EPA chides Michigan, Flint over water
The U.S. Environmental Protection Agency chastised the state of Michigan and city of Flint for not doing more to address concerns over water quality and high lead levels found in residents' taps, specifically calling them out for not having more qualified personnel operating Flint's water system. Water Enforcement Division Director Mark Pollins told officials that there continue to be "significant issues that need immediate attention," including staffing levels at the Flint water treatment plant. He also said there needs to be a comprehensive plan to ensure corrosion treatments are adequate.
'Affluenza' teen's case moves to adult court
A judge transferred "affluenza" teen Ethan Couch's case from juvenile to adult court. Couch, 18, has been held at Tarrant County's maximum-security adult facility since Feb. 5 and will remain in solitary confinement for his own safety. Couch fled to Mexico, violating probation, after a conviction three years ago for killing four people in a drunken driving crash.
End to El Niño bad news for state's drought
El Niño will end over the next couple of months, possibly to be replaced by its sister phenomenon, La Niña, which could spell a drier than average summer and fall, a foreboding prospect for a thirsty region suffering through an extended drought. The International Research Institute for Climate and Society said the warm equatorial waters, which many hoped would spell relief for California's ongoing water woes, have peaked.

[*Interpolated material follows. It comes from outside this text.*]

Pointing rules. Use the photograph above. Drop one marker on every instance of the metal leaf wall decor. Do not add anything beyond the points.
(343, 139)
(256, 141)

Gunmen kill three police officers
Two gunmen shot and killed three police officers in an attack in Faisalabad. Police said the gunmen escaped on a motorbike after the shooting on a busy road. No group immediately claimed responsibility for the assault, but a local affiliate of the Islamic State in Iraq and the Levant claimed a similar attack on police patrol in Islamabad last week.
Boko Haram suspected in two attacks
Two suicide bombers hit a market in the Meme, killing at least 22 people, and two others targeted a school in a nearby town. The attackers at the market disguised themselves as food vendors. More than 105 people were wounded. Two others attackers targeted a school in Tokombere, but detonated their explosives in the bush almost a mile from the school. Boko Haram, an Islamic extremist group, was suspected.
Proof of Zika link to defects months away
Public health officials are nearly certain that the Zika virus is behind Brazil's surge of babies being born with tiny heads and damaged brains, but they do not expect to have proof until June at the earliest, the World Health Organization said in Geneva. Experts are waiting for a cohort of about 5,000 pregnant women, most of them in Colombia, to give birth.